As part of my Autism, I tendency to hyperfocus. Most people have heard stories of “that person” who kept on doing something they were focusing on while everything around them was going on, only to express confusion later as to what happened. That is me. When I was working in an office, I wore headphones to play music (see above) and drown out the background noise. There were times where I would hyperfocus on my work to the point that someone was waving their hands behind my monitor, and I would not recognize them. While it was sometimes comical to others, I was often embarrassed by it.

Looking back to those times, I think that the hyperfocus was triggered by the amount of effort that it took me to focus in that office environment. While I do occasionally hyperfocus at home, it occurs less often by orders of magnitude. My best guess is that I had to try so hard to get into the right frame of mind and cancel out all the erratic visual stimuli, and as a result, just mentally negated it in my head. Since I have not done any serious focusing since I started working from home, I think it is a good guess.

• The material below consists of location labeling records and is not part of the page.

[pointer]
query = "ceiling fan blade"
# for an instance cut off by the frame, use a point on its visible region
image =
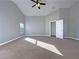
(38, 7)
(37, 1)
(34, 5)
(34, 1)
(42, 3)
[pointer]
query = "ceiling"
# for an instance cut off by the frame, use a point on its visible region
(51, 5)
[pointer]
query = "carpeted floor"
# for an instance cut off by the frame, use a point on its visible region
(22, 49)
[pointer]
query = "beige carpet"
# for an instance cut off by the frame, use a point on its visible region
(22, 49)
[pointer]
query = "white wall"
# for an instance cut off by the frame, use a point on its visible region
(53, 28)
(51, 17)
(10, 17)
(35, 26)
(74, 21)
(64, 14)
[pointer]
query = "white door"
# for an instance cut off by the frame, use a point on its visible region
(59, 29)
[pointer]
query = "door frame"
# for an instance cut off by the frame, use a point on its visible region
(50, 22)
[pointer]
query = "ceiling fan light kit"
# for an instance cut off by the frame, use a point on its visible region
(37, 3)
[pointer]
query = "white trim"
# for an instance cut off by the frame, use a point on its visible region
(36, 35)
(11, 40)
(72, 38)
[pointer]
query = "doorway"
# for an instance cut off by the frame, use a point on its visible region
(56, 29)
(53, 29)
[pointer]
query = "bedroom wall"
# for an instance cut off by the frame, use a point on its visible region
(35, 26)
(10, 17)
(74, 21)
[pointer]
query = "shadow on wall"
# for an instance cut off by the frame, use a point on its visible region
(44, 45)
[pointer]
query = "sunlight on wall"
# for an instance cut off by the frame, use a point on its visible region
(44, 45)
(31, 40)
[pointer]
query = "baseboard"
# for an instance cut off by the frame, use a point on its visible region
(11, 40)
(72, 38)
(36, 35)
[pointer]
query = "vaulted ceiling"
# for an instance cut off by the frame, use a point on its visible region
(51, 5)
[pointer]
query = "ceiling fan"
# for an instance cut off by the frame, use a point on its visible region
(37, 3)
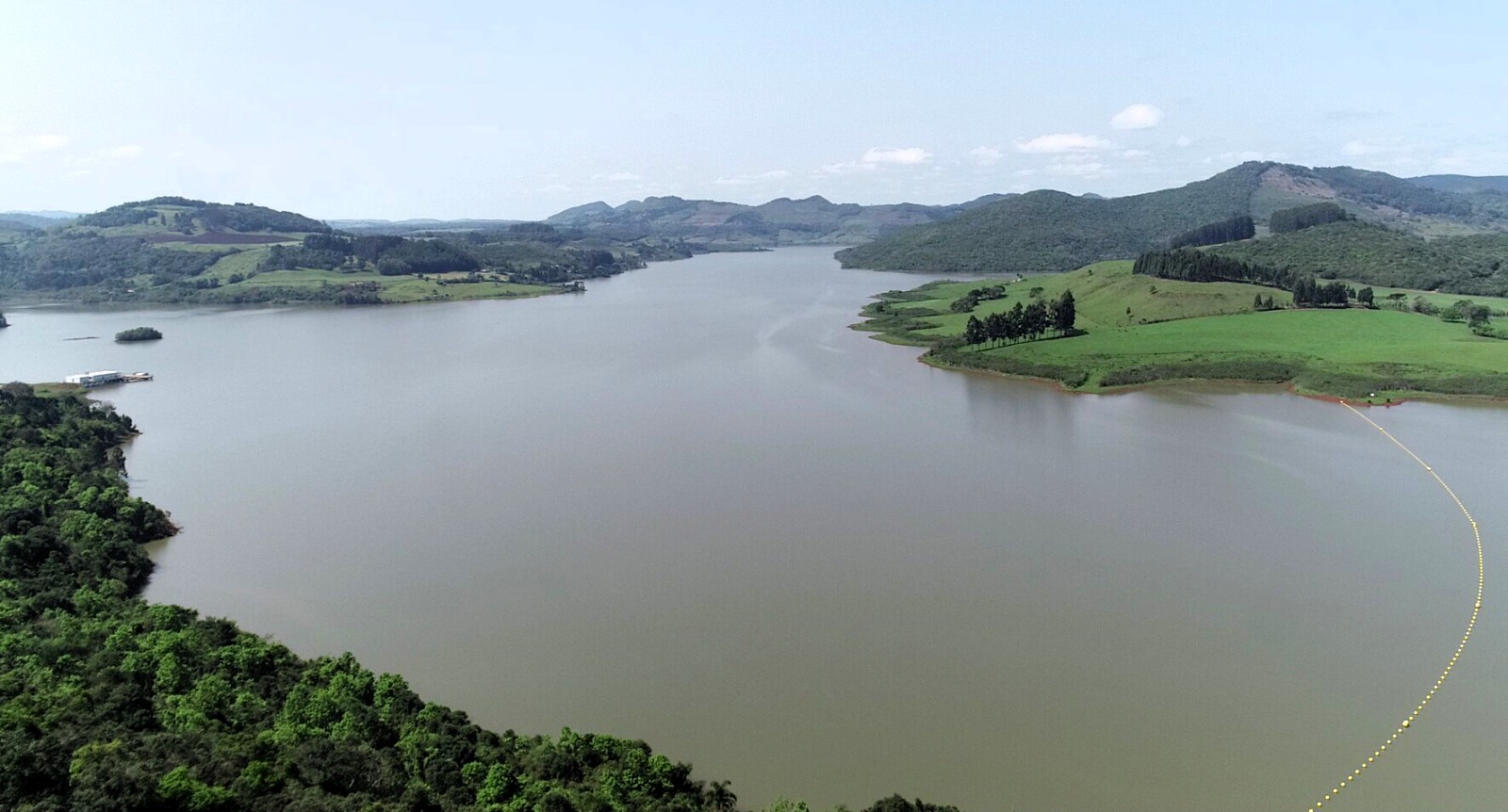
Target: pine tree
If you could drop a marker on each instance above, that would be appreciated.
(1065, 314)
(975, 332)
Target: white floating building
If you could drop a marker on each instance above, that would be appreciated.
(94, 379)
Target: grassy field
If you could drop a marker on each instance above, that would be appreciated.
(1143, 331)
(394, 288)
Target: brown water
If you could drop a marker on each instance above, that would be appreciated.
(691, 507)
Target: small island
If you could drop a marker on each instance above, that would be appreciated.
(139, 333)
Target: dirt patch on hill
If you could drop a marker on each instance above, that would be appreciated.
(221, 238)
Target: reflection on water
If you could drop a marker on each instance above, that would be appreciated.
(691, 507)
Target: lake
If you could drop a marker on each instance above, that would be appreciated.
(693, 507)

Another time when it happens is when I feel that I am under a lot of stress. While I actively try and mitigate stress using various techniques, I do still get stressed like other people. The last time I got incredibly stressed was around the time that I talked about in this article. I felt that I had to find the solution and I was letting myself down for not finding it. That reduced my ability to focus on the problem which in turn causes me to not be able to concentrate on workable solutions. Enter the hamster wheel.

From experience, it is important for everyone to have ways to get that focus and concentration out of their system and reset. As counter intuitive as it may sound, I find that for me to concentrate on things more clearly, I need to work on how to release those same things from my thoughts. Basically, I need to be able to walk away. My crash in May taught me that this is something important that I need to work on. I got into a vicious circle that took me over two months to properly recover from. I was not sure how to let it go, and it just dug into my psyche so deeply that it hurt. And it was mentally draining.

While it is important to be able to figure out how to focus, I have great confidence that it is also important that I take time to figure out how to remove the effects from focusing on myself. And I hope readers can learn that without having a crash situation, but unfortunately failure is a great teacher. But my fingers are still crossed for any readers!